Tributes have flowed for pioneering model, fashion icon and media entrepreneur Maggie Tabberer, who has died aged 87.
Former Australian Women's Weekly editor Deborah Thomas reflected on Tabberer's impact, describing her as a trailblazer.
"The peak job for young models was to be chosen by Maggie to be in one of her incredible parades," Thomas told AAP.
"She did all the big fashion awards ... it was the Maggie Tabberer style and there was always a lot of entertainment in what she did."
Thomas said Tabberer leaves behind a life well lived, full of firsts for women.
"She really sort of paved the way for women in an industry that was sort of coming of age. She really put Australian fashion on the map and she championed it," she said.
Harper's Bazaar's Patty Huntington described Tabberer as "a real Australian fashion icon, national treasure and the original multi-hyphenate".
"After being a model she could have easily retired, but she started her own business," Huntington told ABC.
With her strong features and confident gaze, Tabberer was effectively Australia's first supermodel, working with famed photographer Helmut Newton in the late 1950s.
This catapulted her onto the cover of Vogue Australia, and then to modelling work in Paris, Vogue editorial director Edwina McCann told AAP.
"Maggie was warm and always had a sparkle in her eyes," she said.
"She was a household name in Australia and an icon for the fashion industry."
Modelling assignments were just the start as Tabberer went on to become a journalist, founded a fashion label and public relations company and hosted several television shows.
In 1967, she launched the public relations firm Maggie Tabberer and Associates.
She won back-to-back Gold Logies in 1970 and 1971 for her daily TV television chat show Maggie.

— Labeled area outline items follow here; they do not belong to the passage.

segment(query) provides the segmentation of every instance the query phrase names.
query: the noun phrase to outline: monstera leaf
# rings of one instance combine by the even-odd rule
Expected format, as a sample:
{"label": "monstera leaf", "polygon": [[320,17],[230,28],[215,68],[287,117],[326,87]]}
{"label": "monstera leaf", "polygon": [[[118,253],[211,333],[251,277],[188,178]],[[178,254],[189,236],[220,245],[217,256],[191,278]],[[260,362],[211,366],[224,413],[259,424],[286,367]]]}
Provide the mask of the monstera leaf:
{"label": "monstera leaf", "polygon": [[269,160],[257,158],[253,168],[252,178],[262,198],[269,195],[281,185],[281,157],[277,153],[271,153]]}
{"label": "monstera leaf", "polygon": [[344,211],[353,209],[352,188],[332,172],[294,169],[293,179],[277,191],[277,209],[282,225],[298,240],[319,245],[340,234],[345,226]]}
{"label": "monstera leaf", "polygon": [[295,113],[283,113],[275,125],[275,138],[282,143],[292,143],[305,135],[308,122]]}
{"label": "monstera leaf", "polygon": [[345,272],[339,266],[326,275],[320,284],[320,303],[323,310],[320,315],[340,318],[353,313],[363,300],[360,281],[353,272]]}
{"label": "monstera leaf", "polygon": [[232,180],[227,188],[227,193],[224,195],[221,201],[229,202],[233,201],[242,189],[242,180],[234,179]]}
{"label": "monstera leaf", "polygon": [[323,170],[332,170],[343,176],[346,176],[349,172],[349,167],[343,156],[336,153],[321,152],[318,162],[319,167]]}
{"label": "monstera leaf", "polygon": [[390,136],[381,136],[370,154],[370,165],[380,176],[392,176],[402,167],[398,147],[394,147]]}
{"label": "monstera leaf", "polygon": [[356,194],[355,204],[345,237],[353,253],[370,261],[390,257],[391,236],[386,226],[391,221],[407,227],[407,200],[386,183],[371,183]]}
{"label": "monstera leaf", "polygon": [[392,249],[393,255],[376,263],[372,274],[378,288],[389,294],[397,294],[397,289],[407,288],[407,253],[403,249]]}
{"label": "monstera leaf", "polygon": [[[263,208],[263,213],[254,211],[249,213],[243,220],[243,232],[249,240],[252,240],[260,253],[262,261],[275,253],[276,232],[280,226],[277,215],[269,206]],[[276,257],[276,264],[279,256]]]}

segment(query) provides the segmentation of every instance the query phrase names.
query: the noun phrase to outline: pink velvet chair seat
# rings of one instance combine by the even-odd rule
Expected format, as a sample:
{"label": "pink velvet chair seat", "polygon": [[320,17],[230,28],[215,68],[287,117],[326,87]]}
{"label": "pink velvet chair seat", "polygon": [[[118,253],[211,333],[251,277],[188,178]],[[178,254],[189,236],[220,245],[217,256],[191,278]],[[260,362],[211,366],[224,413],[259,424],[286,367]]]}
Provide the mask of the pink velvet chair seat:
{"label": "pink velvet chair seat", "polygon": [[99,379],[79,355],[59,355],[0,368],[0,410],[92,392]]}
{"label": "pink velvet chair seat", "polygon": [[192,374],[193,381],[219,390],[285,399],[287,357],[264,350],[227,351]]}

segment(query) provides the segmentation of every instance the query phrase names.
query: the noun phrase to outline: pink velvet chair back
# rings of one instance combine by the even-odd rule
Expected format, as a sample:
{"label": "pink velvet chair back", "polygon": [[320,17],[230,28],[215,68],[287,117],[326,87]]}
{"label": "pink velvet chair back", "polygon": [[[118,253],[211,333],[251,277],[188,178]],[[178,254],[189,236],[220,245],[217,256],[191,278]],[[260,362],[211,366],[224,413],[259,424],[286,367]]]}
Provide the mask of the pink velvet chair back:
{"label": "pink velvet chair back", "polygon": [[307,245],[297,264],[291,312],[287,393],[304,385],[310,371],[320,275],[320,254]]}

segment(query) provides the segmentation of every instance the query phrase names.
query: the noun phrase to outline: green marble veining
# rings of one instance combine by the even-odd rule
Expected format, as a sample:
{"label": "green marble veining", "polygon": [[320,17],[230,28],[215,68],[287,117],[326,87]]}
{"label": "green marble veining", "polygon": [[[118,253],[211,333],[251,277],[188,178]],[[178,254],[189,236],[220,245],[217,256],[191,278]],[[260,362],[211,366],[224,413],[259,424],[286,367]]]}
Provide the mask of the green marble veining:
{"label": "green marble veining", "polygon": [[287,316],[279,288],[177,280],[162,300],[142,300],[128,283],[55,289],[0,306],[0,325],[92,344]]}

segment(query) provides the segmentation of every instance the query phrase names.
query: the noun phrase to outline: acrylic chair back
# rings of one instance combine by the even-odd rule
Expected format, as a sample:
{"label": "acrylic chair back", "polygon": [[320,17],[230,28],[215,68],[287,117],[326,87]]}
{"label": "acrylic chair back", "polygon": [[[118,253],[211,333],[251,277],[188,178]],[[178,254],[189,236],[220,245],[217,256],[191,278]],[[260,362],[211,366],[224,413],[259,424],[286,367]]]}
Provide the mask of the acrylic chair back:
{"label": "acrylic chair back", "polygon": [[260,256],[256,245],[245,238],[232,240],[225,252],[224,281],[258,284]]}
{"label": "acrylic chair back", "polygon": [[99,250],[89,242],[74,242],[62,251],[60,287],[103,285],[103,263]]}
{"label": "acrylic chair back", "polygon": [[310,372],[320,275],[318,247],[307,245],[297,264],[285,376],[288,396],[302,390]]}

Tabberer launched the plus-size clothing label Maggie T in 1981 and became fashion editor of The Australian Women's Weekly the same year - an influential post she held for 15 years.
The magazine's current editor Sophie Tedmanson said Tabberer was an icon who empowered women around the world.
"It was an era in which Australian fashion took on the world and Maggie blazed that trail," she said.
"We thank Maggie for her extraordinary legacy and send love to her entire family."
Tabberer first appeared in the pages of the magazine as a young model in the 1960s and went on to make the cover of The Weekly at least 15 times.
The magazine most recently photographed Tabberer for what would be her very last shoot - for the September 2023 cover to celebrate the magazine's 90th anniversary.
"She showed women that you could be gorgeous and relevant at every age, right up until she appeared on the 90th birthday edition of The Weekly in her 80s," Thomas said.
Tabberer was appointed a Member (AM) of the Order of Australia in the 1998 Queen's Birthday Honours.
Her death was announced on Friday in a joint statement by her family on social media.
"She was an icon in every sense of the word and we will miss her dearly … along with the rest of Australia. Rest in peace Nanna. We love you to bits forever."